Despite the initial optimism surrounding the Trump administration, many have questioned whether the Securities and Exchange Commission (SEC) still possesses teeth to regulate corporate America effectively. Has the United States indeed crossed a threshold into an era of systemic corruption?

Currently, Musk issued misleading statements directed towards Tesla shareholders, directly impacting the stock’s value.

Here’s conclusive evidence that debunks Musk’s false claims:

Tesla’s global sales remain robust, except in Europe.

The CEO commenced the segment by asserting that:

Europe is our weakest market. We demonstrate resilience across all facets. Gross sales have performed exceptionally well at their current level. Our projections indicate no material deviation from expected revenue performance.

While Tesla’s European market may be its weakest link, its revenue remains relatively stagnant across other regions as well.

Recent data from China indicates that we are still learning from recent developments. Meanwhile, Tesla has struggled to maintain its competitiveness in the critical electric vehicle (EV) sector with its lowest performance in years.

Tesla’s worst quarter in the past two years has been recorded, according to insurance registration data. Confirming reports indicate a dismal performance in Q1 2025 across all regions, with recent data from Europe and China suggesting that Tesla’s struggles persist in both markets.

Despite Tesla offering unprecedented incentives and discounts in China, The majority of Tesla’s revenue in China, which is comprised of the Mannequin 3 and Mannequin Y, currently enjoy 0% financing options directly from Tesla, accounting for over 95% of its gross sales in the country.

When questioned about Tesla’s gross sales still being lower in Europe, Elon Musk responded:

All producers share this characteristic. There’s no exception. The European market remains somewhat sluggish.

It’s unfortunate that the host didn’t further probe the claim due to its obvious inaccuracy.

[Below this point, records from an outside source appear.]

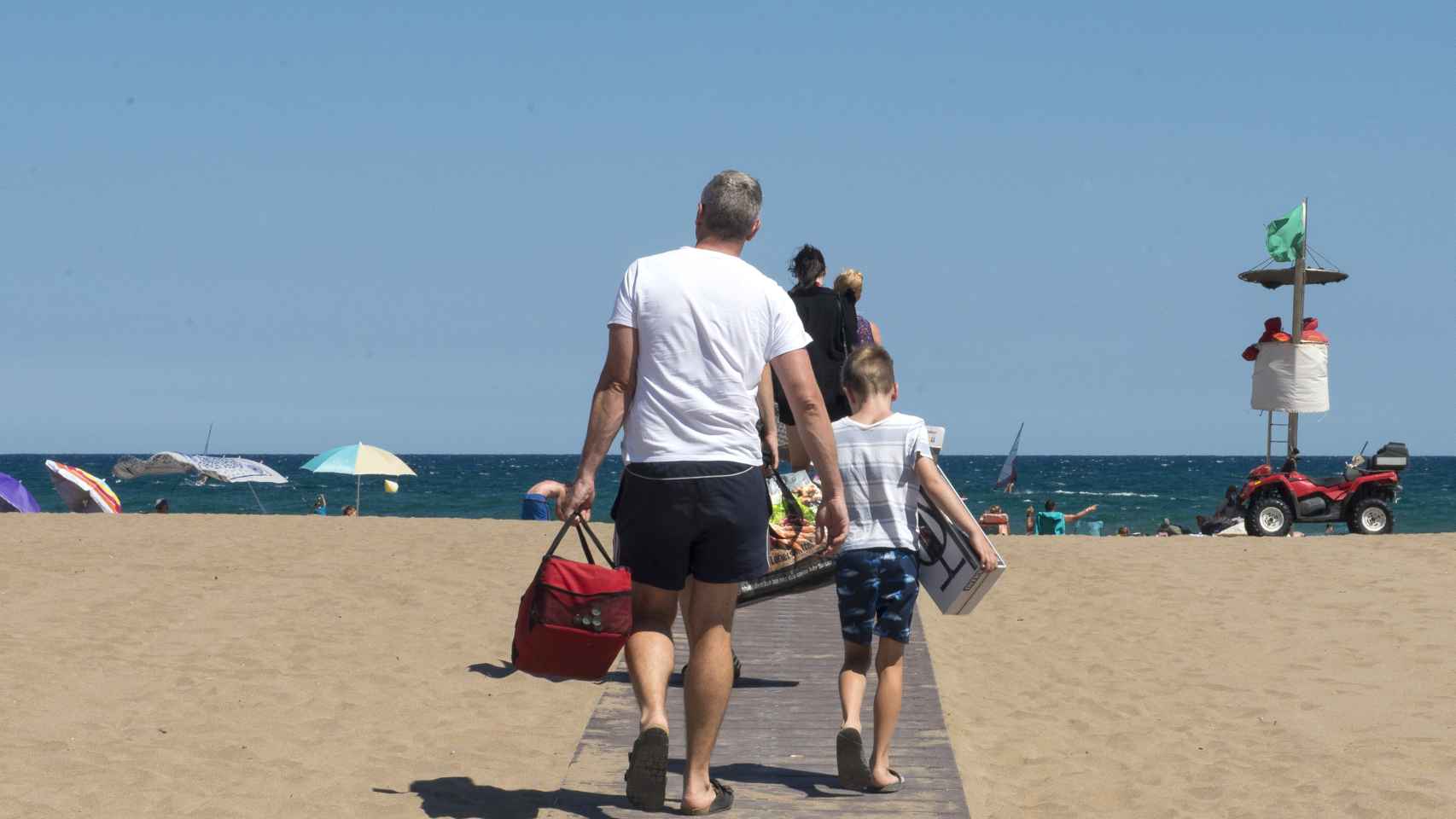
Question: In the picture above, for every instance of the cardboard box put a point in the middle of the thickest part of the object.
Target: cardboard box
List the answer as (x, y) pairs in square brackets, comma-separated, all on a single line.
[(950, 571)]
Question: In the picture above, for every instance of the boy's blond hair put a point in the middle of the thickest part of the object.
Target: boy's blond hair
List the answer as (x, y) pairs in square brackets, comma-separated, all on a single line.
[(870, 371), (852, 282)]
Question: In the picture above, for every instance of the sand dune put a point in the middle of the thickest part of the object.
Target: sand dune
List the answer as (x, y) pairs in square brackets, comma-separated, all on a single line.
[(305, 666), (1194, 677)]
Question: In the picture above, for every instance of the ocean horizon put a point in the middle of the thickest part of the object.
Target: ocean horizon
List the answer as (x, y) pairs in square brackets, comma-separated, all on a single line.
[(1132, 491)]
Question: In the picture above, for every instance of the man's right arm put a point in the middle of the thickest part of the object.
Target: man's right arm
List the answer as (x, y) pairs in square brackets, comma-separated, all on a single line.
[(812, 419), (609, 404)]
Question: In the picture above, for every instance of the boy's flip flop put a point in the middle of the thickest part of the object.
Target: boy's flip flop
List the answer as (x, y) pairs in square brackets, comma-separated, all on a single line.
[(647, 770), (723, 800), (849, 750), (891, 787)]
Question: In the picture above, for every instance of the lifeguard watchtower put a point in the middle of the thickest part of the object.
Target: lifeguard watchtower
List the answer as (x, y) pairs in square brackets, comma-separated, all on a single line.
[(1290, 377)]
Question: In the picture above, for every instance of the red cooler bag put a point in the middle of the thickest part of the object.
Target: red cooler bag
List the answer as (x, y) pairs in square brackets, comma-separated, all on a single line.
[(574, 617)]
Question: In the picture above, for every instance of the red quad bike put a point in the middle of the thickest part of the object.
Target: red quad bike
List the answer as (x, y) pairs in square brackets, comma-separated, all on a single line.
[(1363, 498)]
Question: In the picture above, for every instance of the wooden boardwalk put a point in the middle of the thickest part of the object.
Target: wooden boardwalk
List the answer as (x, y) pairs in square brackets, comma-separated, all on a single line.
[(777, 745)]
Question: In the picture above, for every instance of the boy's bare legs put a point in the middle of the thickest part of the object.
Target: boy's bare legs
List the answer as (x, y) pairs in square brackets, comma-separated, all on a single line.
[(852, 684), (708, 684), (649, 651), (890, 668)]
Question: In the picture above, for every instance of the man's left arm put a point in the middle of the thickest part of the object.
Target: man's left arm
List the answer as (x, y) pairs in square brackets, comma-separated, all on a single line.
[(771, 424), (609, 404)]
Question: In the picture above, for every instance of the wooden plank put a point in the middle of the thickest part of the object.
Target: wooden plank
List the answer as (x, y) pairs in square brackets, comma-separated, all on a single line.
[(777, 745)]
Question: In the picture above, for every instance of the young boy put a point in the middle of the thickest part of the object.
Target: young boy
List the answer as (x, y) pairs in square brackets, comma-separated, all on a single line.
[(884, 458)]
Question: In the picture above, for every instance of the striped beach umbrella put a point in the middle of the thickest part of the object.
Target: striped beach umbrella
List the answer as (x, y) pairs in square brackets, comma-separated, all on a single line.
[(82, 491), (357, 460)]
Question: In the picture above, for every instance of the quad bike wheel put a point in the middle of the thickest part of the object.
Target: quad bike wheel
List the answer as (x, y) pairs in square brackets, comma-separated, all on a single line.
[(1268, 517), (1371, 517)]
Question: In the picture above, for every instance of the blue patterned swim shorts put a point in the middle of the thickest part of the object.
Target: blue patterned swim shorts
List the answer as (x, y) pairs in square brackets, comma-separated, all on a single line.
[(877, 590)]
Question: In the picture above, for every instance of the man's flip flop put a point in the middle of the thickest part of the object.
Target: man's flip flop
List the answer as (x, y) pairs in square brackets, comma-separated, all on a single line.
[(647, 770), (849, 750), (891, 787), (723, 800)]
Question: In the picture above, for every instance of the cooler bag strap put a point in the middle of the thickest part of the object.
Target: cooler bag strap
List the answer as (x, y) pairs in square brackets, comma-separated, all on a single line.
[(583, 530)]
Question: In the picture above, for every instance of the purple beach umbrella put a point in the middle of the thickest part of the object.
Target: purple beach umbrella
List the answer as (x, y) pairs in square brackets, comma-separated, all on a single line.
[(15, 498)]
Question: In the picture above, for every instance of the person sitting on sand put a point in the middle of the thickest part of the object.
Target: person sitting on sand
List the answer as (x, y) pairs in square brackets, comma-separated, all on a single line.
[(1053, 523), (886, 460), (539, 498), (851, 284), (1169, 528)]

See also  Volkswagen sounds alarm: massive job cuts and iconic factory shutdowns on the horizon

The European Association of Automotive Manufacturers (ACEA) recently released this information.

Across the European Union, the European Free Trade Association (EFTA), and the United Kingdom, Tesla’s gross sales plummeted by a staggering 37% during the first quarter of 2025. While some auto manufacturers were indeed struggling, it’s crucial to note that not all were equally affected, with many notable exceptions.

The Volkswagen Group recorded a significant 5% increase overall, while its iconic VW brand saw a notable surge of over 12% in the first quarter alone.

Renault and BMW were among the winners, with SAIC also posting gains.

In the electric vehicle (EV) market, where Tesla plays a prominent role, its deceit becomes glaringly obvious. European battery-electric vehicle sales skyrocketed by almost 24% in the first quarter, while Tesla’s sales plummeted 37%, a stark contrast.

In the decisive quarter, Musk’s potential excuse for Tesla’s Q2 struggles could be a convincing claim that the turnaround is already underway, or he might attribute the issues to other major automotive companies facing similar challenges during the same quarter.

However, this claim is no longer supported by the latest research and findings.

European markets consistently report daily car registrations, allowing for the monitoring of Tesla’s approach. Compared to the same period last year and Q1 2025, the company’s performance remains largely unchanged. Conversely, VW is significantly outperforming its previous results, surpassing the same quarter in both 2024 and the current reporting period?

That’s also the case for a number of notable automakers, including BMW, Ford, and Hyundai-Kia, among others. Musk’s claim of no exceptions rings hollowly untrue.

The stock market’s performance validates Tesla’s success.

Musk leveraged Tesla’s vast inventory value to substantiate his assertions.

The inventory market has explicitly recognized our current status of surpassing a $1 trillion market capitalization. The market is undoubtedly aware of the situation. It’s already rotated.

It is a deceptive assertion. While the inventory value is not a direct indicator of Tesla’s gross sales. Musk has admitted that previously. According to him, Tesla’s worth would be nil if it failed to address its self-driving capabilities.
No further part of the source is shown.